I am at all not surprised to be advised of Deputy Health Minister Dr Abdul Latiff Ahmad's statement that there are only 39 oncologists in the country, including 16 in government hospitals, when it should have at least 100 specialists in the field.
It is a noted fact, that based on an equitable ratio, the Malaysian ratio should be one oncologist for 250,000 people. This is based on the country's population (excluding the alleged illegal element of 2.5 million).
With our population of 24 million, it is a fact that Malaysia should have at least 100 oncologists.

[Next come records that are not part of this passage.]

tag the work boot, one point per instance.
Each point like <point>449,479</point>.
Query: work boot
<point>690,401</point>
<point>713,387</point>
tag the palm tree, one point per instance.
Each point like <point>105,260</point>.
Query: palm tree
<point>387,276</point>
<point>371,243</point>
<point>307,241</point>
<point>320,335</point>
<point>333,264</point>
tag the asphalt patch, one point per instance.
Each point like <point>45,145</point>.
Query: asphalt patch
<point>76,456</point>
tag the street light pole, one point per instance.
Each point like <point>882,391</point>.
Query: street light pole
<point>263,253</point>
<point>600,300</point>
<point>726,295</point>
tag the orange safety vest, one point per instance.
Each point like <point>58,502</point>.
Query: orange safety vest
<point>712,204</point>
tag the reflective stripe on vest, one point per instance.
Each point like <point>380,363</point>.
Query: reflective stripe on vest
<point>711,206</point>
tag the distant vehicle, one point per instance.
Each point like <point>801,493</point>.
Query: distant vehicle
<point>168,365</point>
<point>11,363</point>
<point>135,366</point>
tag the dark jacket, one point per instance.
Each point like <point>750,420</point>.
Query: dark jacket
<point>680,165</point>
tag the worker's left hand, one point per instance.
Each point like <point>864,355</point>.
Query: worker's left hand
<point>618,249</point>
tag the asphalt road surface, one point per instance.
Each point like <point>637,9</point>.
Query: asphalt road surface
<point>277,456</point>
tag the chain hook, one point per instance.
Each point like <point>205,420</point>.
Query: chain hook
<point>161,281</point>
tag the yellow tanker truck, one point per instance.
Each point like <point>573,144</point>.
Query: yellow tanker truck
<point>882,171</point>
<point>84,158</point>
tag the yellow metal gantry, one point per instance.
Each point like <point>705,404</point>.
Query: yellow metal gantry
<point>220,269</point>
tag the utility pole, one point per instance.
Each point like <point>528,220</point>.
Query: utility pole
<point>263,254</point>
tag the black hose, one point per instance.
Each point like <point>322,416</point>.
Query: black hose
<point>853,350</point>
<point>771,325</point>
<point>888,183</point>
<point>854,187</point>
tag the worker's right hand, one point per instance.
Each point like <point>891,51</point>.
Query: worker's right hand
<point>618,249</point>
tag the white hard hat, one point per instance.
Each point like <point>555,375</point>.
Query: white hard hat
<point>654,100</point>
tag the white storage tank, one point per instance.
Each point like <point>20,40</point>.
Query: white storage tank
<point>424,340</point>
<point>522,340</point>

As far as I am aware, we have 21 centres for radiotherapy and oncology in public and private hospitals. The Health Ministry operates two centres in hospitals and three in universities.
I am also aware that a national cancer institute is also being planned for cancer research and treatment. This is in addition to the Oncological Unit at Putrajaya Hospital, which is the premier centre for cancer treatment in the country.
This is also all well and good, but I think our politicians should not bite off more than they can chew. I am, of course, referring to the primary issue of employment by the Health Ministry.
While we can always seek more doctors, they may not want to join government service what with its penchant to employ, promote and transfer doctors not based on merit but on racial background.
We have already lost a great number of specialists in government service to the private sector and I will go on record to state that very soon we will be losing several more. The fact is, when such a experienced specialist leaves, the entire unit folds up due to both low morale and a lack of a suitable replacement.
The real losers are not the politicians or the puppet masters pulling the various strings in the social engineering process but the ratepayers of Malaysia.
The writer is the president of the Consumers Association of Subang and Shah Alam (Cassa).